8. Federal Register Notice/Outside Consultation
The 60-day Federal Register Notice was published on 10/22/2021 (86 FR 58664).
No comments were received.
The 30-day Federal Register Notice was published on 1/11/2022 (87 FR 1414).
Eligible hospitals submit applications for section 126 GME slots in order to potentially receive Medicare funded residency slots. No payments or gifts are provided to the hospitals for submitting applications.
We are not pledging privacy or confidentiality. The data collected is not required to be protected under the Privacy Act as there are no records containing personal identifying information on specific individuals submitted in this collection.
Sensitive Questions
There are no sensitive questions associated with this collection.

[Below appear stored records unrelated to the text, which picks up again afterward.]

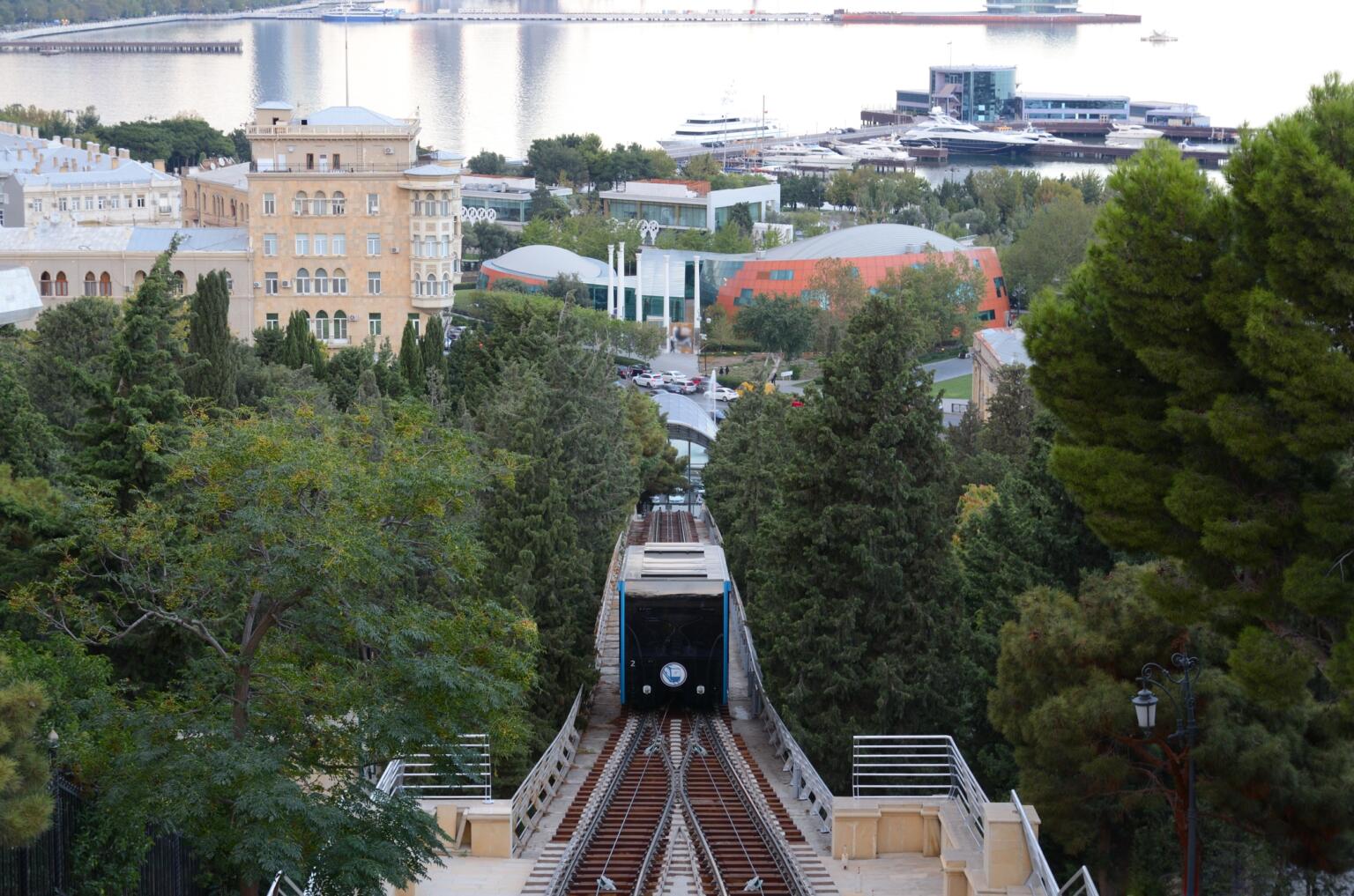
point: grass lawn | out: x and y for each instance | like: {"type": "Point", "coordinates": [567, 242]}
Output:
{"type": "Point", "coordinates": [957, 388]}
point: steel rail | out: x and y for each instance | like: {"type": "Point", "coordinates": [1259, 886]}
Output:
{"type": "Point", "coordinates": [770, 834]}
{"type": "Point", "coordinates": [593, 817]}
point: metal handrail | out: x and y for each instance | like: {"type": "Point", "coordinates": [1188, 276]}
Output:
{"type": "Point", "coordinates": [543, 781]}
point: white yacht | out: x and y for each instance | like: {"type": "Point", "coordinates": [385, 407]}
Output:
{"type": "Point", "coordinates": [1131, 136]}
{"type": "Point", "coordinates": [719, 130]}
{"type": "Point", "coordinates": [956, 136]}
{"type": "Point", "coordinates": [795, 156]}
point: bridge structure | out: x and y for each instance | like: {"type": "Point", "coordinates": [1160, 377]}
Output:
{"type": "Point", "coordinates": [685, 803]}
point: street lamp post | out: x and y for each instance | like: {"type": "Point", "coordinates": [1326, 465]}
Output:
{"type": "Point", "coordinates": [1187, 729]}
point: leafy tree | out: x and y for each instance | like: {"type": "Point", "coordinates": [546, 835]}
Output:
{"type": "Point", "coordinates": [324, 567]}
{"type": "Point", "coordinates": [778, 323]}
{"type": "Point", "coordinates": [412, 360]}
{"type": "Point", "coordinates": [487, 163]}
{"type": "Point", "coordinates": [136, 420]}
{"type": "Point", "coordinates": [212, 374]}
{"type": "Point", "coordinates": [1048, 248]}
{"type": "Point", "coordinates": [25, 803]}
{"type": "Point", "coordinates": [72, 352]}
{"type": "Point", "coordinates": [1200, 367]}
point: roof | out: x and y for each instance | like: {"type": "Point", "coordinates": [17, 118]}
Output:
{"type": "Point", "coordinates": [685, 413]}
{"type": "Point", "coordinates": [72, 239]}
{"type": "Point", "coordinates": [353, 115]}
{"type": "Point", "coordinates": [866, 241]}
{"type": "Point", "coordinates": [19, 300]}
{"type": "Point", "coordinates": [1008, 344]}
{"type": "Point", "coordinates": [543, 263]}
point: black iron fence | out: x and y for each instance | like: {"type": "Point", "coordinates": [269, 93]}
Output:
{"type": "Point", "coordinates": [43, 868]}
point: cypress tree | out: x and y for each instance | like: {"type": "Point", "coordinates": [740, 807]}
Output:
{"type": "Point", "coordinates": [137, 417]}
{"type": "Point", "coordinates": [411, 360]}
{"type": "Point", "coordinates": [212, 374]}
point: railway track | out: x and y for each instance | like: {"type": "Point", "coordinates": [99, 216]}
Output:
{"type": "Point", "coordinates": [621, 838]}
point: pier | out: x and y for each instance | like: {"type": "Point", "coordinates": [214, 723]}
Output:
{"type": "Point", "coordinates": [53, 48]}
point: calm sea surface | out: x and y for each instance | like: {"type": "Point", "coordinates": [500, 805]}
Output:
{"type": "Point", "coordinates": [499, 85]}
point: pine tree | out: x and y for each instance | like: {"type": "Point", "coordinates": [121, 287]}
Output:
{"type": "Point", "coordinates": [137, 416]}
{"type": "Point", "coordinates": [25, 802]}
{"type": "Point", "coordinates": [411, 360]}
{"type": "Point", "coordinates": [212, 373]}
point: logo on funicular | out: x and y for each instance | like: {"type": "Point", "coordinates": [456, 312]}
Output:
{"type": "Point", "coordinates": [673, 674]}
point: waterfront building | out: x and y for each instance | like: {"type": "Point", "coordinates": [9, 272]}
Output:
{"type": "Point", "coordinates": [685, 204]}
{"type": "Point", "coordinates": [975, 93]}
{"type": "Point", "coordinates": [215, 195]}
{"type": "Point", "coordinates": [734, 280]}
{"type": "Point", "coordinates": [348, 224]}
{"type": "Point", "coordinates": [65, 260]}
{"type": "Point", "coordinates": [994, 348]}
{"type": "Point", "coordinates": [510, 198]}
{"type": "Point", "coordinates": [70, 181]}
{"type": "Point", "coordinates": [1068, 107]}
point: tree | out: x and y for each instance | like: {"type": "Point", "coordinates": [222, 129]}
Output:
{"type": "Point", "coordinates": [136, 418]}
{"type": "Point", "coordinates": [212, 374]}
{"type": "Point", "coordinates": [25, 802]}
{"type": "Point", "coordinates": [1200, 367]}
{"type": "Point", "coordinates": [1048, 248]}
{"type": "Point", "coordinates": [487, 163]}
{"type": "Point", "coordinates": [71, 353]}
{"type": "Point", "coordinates": [778, 323]}
{"type": "Point", "coordinates": [324, 567]}
{"type": "Point", "coordinates": [412, 360]}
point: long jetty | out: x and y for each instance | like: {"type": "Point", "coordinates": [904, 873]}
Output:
{"type": "Point", "coordinates": [52, 48]}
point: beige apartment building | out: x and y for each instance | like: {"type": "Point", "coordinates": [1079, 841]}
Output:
{"type": "Point", "coordinates": [346, 224]}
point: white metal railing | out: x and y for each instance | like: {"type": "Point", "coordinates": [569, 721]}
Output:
{"type": "Point", "coordinates": [1041, 876]}
{"type": "Point", "coordinates": [805, 779]}
{"type": "Point", "coordinates": [542, 782]}
{"type": "Point", "coordinates": [917, 767]}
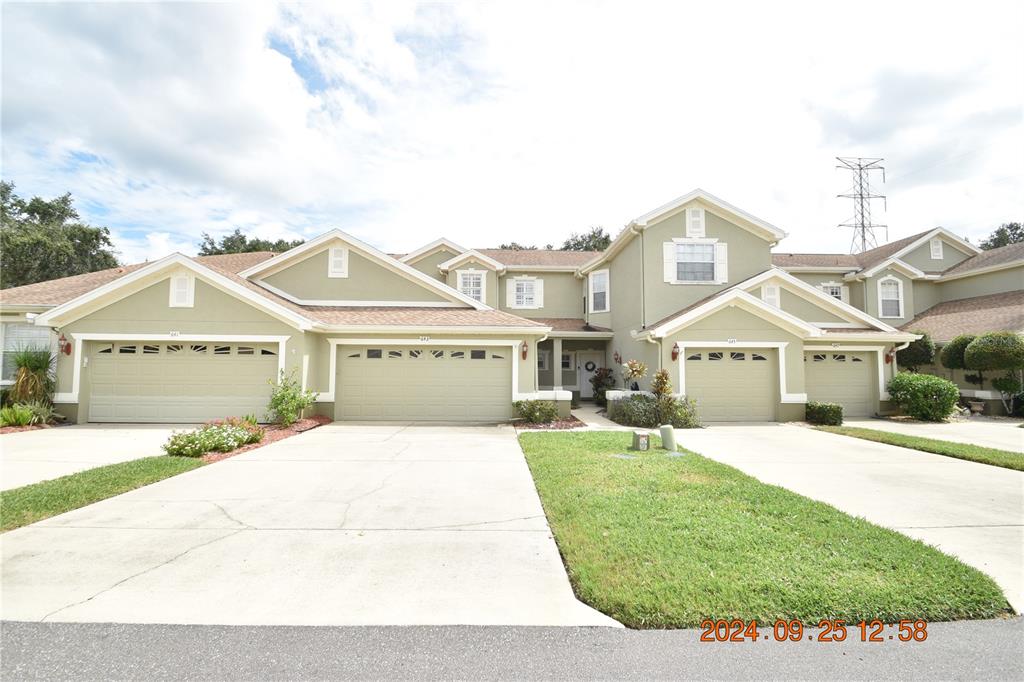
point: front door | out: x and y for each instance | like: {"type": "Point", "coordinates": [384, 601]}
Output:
{"type": "Point", "coordinates": [588, 363]}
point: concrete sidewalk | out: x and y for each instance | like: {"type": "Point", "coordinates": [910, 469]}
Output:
{"type": "Point", "coordinates": [30, 457]}
{"type": "Point", "coordinates": [973, 511]}
{"type": "Point", "coordinates": [345, 524]}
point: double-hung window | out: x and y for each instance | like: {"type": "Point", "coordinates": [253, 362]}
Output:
{"type": "Point", "coordinates": [524, 293]}
{"type": "Point", "coordinates": [599, 291]}
{"type": "Point", "coordinates": [891, 298]}
{"type": "Point", "coordinates": [694, 262]}
{"type": "Point", "coordinates": [471, 284]}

Burden Estimate (Hours) & (Wages)
PL 116-260 specifies the application process for section 126 GME applications. For this new collection request, the total burden is the estimated time and effort that would be required for eligible hospitals to gather appropriate documentation, prepare and submit an application. We estimate receiving 1,325 applications. This estimate is based on the that fact that there are 1,325 hospitals that currently receive GME payments and we estimate receiving one (1) application annually from each of the 1,325 hospitals for each round. Further, we estimate that it will take each hospital approximately 8 hours to complete and submit an application. The time estimate for preparation of this application is based upon the professional judgment of staff members at the Centers for Medicare and Medicaid Services. We have calculated the hours as follows:
1,325 applications x 8 hour each = 10,600 hours
The cost to applicant hospitals should be minimal due to CMS’s efforts to design the process so that hospital staff could understand and complete an application in a short period of time. When computed, assuming a 90% wage estimate at current salary of $39.55 per hour (based on data from the Bureau of Labor and Statistics website at https://www.bls.gov/oes/current/oes436012.htm for the position of Legal Secretaries and Administrative Assistants), plus 100 percent for fringe benefits (($39.55 per hour x 8 hour per hospital) * 2), the estimated cost of burden for this collection period is $632.80 per hospital.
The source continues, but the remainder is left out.